Charitable Contribution Deductions
- The TCJA increased the limit on deductibility of cash contributions by individuals to certain tax-exempt organizations described in section 170(b)(1)(A) from 50% of the taxpayer’s contribution base (which is, generally, adjusted gross income (“AGI”)) to 60% of the taxpayer’s contribution base. The TCJA’s increased 60% contribution ceiling for those cash gifts was set to expire on December 31, 2025.
- The OBBBA permanently extends the TCJA’s 60% ceiling for cash gifts made by individuals to tax-exempt organizations described in section 170(b)(1)(A).
- Additionally, the OBBBA imposes a floor on the charitable contribution deduction equal to 0.5% of the taxpayer’s contribution base (in the case of individuals) or 1% of the taxpayer’s taxable income (in the case of corporations). Thus, qualifying charitable contributions by individuals will now be deductible only to the extent their aggregate contributions exceed 0.5% of the taxpayer’s contribution base, and qualifying charitable contributions by corporations will now be deductible only to the extent the aggregate contributions exceed 1% of the corporation’s taxable income.

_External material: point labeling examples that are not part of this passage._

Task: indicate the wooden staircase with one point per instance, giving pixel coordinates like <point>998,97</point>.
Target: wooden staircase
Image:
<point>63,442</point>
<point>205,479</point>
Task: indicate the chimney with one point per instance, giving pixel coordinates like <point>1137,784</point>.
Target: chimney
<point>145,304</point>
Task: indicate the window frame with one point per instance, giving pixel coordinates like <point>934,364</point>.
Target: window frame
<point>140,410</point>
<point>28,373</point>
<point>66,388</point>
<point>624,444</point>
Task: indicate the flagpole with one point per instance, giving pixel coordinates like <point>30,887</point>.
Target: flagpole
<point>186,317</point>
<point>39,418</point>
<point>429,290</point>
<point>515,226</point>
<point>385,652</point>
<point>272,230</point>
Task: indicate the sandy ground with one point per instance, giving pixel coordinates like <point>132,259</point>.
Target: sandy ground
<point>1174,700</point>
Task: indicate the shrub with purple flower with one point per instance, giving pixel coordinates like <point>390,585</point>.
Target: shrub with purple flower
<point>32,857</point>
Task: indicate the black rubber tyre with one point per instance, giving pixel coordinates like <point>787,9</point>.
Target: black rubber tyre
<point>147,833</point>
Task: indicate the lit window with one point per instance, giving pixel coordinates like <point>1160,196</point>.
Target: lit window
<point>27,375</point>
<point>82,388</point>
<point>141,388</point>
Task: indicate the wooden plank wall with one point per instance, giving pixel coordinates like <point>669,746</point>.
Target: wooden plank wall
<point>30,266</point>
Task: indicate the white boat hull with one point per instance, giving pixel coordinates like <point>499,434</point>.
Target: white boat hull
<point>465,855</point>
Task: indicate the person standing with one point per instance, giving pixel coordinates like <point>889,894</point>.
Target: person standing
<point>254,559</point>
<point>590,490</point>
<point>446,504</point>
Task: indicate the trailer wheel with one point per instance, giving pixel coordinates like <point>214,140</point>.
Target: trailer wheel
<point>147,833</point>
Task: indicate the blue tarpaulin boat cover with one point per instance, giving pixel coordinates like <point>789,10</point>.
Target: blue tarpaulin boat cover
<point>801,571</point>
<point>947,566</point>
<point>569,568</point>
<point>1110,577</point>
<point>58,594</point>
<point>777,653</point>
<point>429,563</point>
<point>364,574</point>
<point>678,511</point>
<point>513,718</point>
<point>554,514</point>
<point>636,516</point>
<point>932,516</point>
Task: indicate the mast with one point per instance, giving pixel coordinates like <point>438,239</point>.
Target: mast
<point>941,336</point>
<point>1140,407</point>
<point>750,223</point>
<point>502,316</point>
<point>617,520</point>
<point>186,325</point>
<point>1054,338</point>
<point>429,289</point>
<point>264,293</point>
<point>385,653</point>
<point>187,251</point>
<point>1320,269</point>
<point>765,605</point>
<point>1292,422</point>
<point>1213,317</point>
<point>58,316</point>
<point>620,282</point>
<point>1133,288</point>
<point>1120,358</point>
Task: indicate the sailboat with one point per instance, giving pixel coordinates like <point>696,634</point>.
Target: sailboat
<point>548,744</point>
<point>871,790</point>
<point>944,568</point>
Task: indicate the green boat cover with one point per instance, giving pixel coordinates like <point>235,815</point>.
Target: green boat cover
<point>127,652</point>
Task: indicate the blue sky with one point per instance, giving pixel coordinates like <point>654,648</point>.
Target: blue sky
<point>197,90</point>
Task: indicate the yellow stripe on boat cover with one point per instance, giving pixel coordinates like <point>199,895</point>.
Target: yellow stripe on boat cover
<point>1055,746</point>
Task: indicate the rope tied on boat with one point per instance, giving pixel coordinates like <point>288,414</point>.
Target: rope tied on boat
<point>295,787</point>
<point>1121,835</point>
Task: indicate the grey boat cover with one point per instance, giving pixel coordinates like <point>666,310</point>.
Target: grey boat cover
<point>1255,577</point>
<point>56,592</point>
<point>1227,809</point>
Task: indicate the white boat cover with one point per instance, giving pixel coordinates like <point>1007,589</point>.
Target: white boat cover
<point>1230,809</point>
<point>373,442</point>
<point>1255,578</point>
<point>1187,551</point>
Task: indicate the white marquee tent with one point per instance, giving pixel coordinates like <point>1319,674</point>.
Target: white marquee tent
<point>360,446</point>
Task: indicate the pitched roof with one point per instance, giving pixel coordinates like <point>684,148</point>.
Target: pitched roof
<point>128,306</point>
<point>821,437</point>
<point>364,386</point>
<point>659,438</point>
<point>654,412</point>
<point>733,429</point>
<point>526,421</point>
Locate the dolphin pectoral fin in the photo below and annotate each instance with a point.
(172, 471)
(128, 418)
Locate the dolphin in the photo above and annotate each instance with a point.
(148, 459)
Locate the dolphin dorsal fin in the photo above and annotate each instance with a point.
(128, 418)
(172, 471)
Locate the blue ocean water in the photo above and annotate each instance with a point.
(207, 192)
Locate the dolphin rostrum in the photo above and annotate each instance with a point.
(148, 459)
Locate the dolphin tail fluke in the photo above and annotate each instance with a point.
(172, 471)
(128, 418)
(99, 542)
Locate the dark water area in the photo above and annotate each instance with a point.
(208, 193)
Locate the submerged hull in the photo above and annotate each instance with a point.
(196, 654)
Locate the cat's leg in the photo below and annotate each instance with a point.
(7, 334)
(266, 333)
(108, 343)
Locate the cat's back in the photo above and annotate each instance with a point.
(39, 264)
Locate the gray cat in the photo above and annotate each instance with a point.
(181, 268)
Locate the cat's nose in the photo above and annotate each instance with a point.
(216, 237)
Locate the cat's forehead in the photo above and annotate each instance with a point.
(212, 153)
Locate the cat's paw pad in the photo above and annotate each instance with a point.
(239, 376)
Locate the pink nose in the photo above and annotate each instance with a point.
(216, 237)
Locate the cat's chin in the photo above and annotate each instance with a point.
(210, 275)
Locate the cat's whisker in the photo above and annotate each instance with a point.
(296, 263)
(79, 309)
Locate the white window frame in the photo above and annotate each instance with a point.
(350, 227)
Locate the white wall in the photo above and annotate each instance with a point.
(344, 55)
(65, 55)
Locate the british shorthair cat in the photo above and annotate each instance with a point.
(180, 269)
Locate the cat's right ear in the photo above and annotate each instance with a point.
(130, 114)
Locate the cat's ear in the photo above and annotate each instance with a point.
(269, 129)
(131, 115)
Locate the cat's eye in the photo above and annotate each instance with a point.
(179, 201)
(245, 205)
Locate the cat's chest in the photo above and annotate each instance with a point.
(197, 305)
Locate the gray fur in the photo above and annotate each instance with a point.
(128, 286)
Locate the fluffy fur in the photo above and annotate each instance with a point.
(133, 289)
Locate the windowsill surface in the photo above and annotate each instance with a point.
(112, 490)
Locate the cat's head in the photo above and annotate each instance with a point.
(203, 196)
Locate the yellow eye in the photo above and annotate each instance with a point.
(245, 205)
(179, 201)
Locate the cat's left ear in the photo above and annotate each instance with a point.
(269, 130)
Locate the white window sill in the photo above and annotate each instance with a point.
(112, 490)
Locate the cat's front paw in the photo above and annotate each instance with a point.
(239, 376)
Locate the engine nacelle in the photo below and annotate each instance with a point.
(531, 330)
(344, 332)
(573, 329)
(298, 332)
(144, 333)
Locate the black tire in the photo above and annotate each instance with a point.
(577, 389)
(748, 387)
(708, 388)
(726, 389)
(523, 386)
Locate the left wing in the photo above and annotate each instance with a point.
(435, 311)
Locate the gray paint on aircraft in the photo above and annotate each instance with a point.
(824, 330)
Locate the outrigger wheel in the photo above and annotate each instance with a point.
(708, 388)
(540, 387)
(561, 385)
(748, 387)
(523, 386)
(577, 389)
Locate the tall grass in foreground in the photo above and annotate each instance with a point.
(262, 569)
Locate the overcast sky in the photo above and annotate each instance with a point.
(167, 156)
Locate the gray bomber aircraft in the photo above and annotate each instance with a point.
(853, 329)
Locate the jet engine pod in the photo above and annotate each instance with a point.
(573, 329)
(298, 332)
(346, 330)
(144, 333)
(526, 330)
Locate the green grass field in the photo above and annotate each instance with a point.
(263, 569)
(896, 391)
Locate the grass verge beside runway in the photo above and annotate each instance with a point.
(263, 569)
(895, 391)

These new floors apply for taxable years beginning after December 31, 2025.
Excise Tax on Investment Income of Private Colleges and Universities
- The TCJA imposed a flat 1.4% excise tax on the income earned on endowments of private educational institutions with at least 500 students (more than half of whom are located in the United States) with an endowment of at least $500,000 per student at the end of the preceding tax year.
- The OBBBA replaces the pre-existing flat 1.4% endowment excise tax on “applicable educational institutions” (as defined below) with a new tiered rate structure, effective for taxable years beginning after December 31, 2025. For this purpose, an “applicable educational institution” is defined to mean an eligible educational institution with at least 3,000 tuition paying students more than 50% of which are located in the U.S., a student adjusted endowment of at least $500,000, and which is a not a state college or university.
- The new excise tax rate ranges from 1.4% to 8% based on the size of the “student adjusted endowment.” The maximum rate of 8% is applied to institutions with a student adjusted endowment exceeding $2,000,000. The “student adjusted endowment” is defined as the aggregate fair market value of the assets of such institution (determined as of the end of the preceding taxable year), other than those assets which are used directly in carrying out the institution’s exempt purpose, divided by the number of students of such institution.